Red line drawing

About the site

The site sits behind Stokes Croft, between the Carriageworks and Hepburn Road, as the red line shows. It is within the Stokes Croft Conservation Area.

Since buying the site, we have already let two empty retail spaces to Cuts & Creps and the much-loved Bristol Porridge Project. Rita’s Take-Away is under separate ownership.

The flats above the shops – which we have started to renovate – were already rented to students. These do not form part of the proposal but do influence how it has been designed.

The rear of the site was used as a windscreen repairs workshop but – over recent years – most of the space became redundant. There is a mixture of old sheds and tarmac areas. The land slopes down away from Stokes Croft, as it gets nearer the homes on Hepburn Road.

This part of Hepburn Road is currently quite a hostile environment, well known (including to the police) as a place where drug users congregate. It is also a two-way rat run for traffic, and very compromising for pedestrians.

In one corner is a locally-listed building Croft Dale, currently home to a handful of students.

Understandably, everyone we have so far spoken with wants to see this site redeveloped.

Cuts & Creps
Entrance to Hepburn Road
Bristol Porridge Project

The challenges & opportunities

There are some clear constraints which restrict what can be done on this site. But there are some real opportunities too. Here are some of issues we have already considered in arriving at our draft proposals.

Getting the mix of uses right

We know there is demand for local workspaces, which we have included along Hepburn Road, helping retain and create local jobs. Of course, there is significant unmet housing need in Bristol, so we are proposing homes to rent including three-bedroom family homes. While recognising concerns about more student accommodation in Stokes Croft, the site is already home to a number of students as it is so well-located for UWE and the University of Bristol. Council officers do not object to some additional student accommodation, which we can use to cross-subsidise the workshops.

Enhancing the local built environment

Clearly Stokes Croft itself is an important historic and cultural street. So, we are only proposing to do some restoration to the frontage, including reinstating traditional sash-framed windows. We are proposing one mansard roof extension, which continues the irregular pattern already seen along Stokes Croft. Any new buildings on the rest of the site must be kept to a height which does not visually impact views along Stokes Croft, nor overwhelm the neighbouring homes on Hepburn Road.

Deciding what to retain

Aside from Stokes Croft frontages, the only building of any heritage merit is locally-listed Croft Dale. However, Croft Dale is in a poor state of repair and – in its initial response – Historic England has not objected to its demolition. Removing Croft Dale allows a much more coherent redesign of the site, that relates better to neighbouring homes and the Carriageworks.

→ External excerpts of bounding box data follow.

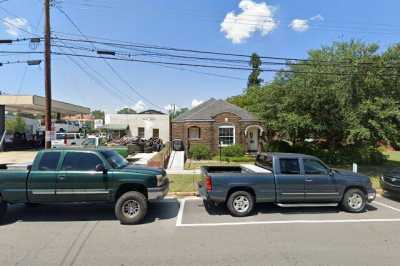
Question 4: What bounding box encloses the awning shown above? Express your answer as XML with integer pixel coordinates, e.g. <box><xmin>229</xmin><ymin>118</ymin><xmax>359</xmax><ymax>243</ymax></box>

<box><xmin>0</xmin><ymin>95</ymin><xmax>90</xmax><ymax>115</ymax></box>
<box><xmin>101</xmin><ymin>124</ymin><xmax>129</xmax><ymax>130</ymax></box>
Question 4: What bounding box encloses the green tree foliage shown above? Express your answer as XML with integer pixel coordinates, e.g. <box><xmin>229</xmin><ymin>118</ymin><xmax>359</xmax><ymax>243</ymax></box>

<box><xmin>117</xmin><ymin>107</ymin><xmax>136</xmax><ymax>115</ymax></box>
<box><xmin>228</xmin><ymin>41</ymin><xmax>400</xmax><ymax>163</ymax></box>
<box><xmin>169</xmin><ymin>107</ymin><xmax>189</xmax><ymax>119</ymax></box>
<box><xmin>6</xmin><ymin>115</ymin><xmax>26</xmax><ymax>134</ymax></box>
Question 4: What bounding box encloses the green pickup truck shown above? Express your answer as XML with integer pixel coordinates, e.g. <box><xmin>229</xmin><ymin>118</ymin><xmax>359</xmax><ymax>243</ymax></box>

<box><xmin>0</xmin><ymin>149</ymin><xmax>169</xmax><ymax>224</ymax></box>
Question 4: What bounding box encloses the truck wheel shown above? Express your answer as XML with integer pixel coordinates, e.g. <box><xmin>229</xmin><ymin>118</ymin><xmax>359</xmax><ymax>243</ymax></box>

<box><xmin>342</xmin><ymin>188</ymin><xmax>367</xmax><ymax>213</ymax></box>
<box><xmin>226</xmin><ymin>191</ymin><xmax>254</xmax><ymax>217</ymax></box>
<box><xmin>0</xmin><ymin>202</ymin><xmax>7</xmax><ymax>223</ymax></box>
<box><xmin>115</xmin><ymin>191</ymin><xmax>147</xmax><ymax>224</ymax></box>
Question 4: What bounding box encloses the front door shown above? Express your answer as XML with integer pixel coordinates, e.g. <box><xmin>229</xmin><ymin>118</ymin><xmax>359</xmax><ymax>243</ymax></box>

<box><xmin>56</xmin><ymin>151</ymin><xmax>109</xmax><ymax>202</ymax></box>
<box><xmin>303</xmin><ymin>159</ymin><xmax>339</xmax><ymax>202</ymax></box>
<box><xmin>28</xmin><ymin>151</ymin><xmax>61</xmax><ymax>203</ymax></box>
<box><xmin>247</xmin><ymin>128</ymin><xmax>258</xmax><ymax>152</ymax></box>
<box><xmin>276</xmin><ymin>158</ymin><xmax>305</xmax><ymax>203</ymax></box>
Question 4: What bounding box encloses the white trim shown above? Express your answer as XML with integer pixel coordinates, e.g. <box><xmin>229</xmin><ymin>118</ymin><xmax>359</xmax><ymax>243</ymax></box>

<box><xmin>244</xmin><ymin>125</ymin><xmax>264</xmax><ymax>137</ymax></box>
<box><xmin>218</xmin><ymin>125</ymin><xmax>236</xmax><ymax>147</ymax></box>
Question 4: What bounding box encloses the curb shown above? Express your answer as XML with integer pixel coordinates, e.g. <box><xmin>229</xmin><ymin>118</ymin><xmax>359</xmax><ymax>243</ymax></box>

<box><xmin>168</xmin><ymin>192</ymin><xmax>199</xmax><ymax>197</ymax></box>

Safety – reclaiming Hepburn Road

This section of Hepburn Road is indisputably an unwelcoming place, dominated by drug abuse. It has almost no natural surveillance and needs to be ‘reclaimed’ for the community. So, we are proposing workshops opening directly onto Hepburn Road, with apartments overlooking it. The police have advised us not to provide public access into the landscaped grounds, so we are proposing gardens that can be seen by passers-by, set behind railings and a private entrance.

A sustainable proposal

Setting aside the social and economic benefits of creating new workspaces and helping address drug use on Hepburn Road, there are other opportunities for a sustainable scheme, including onsite renewable energy generation. There is no need for any car parking, given its location. And there is clearly an opportunity to bring nature back into the site, which is currently very limited.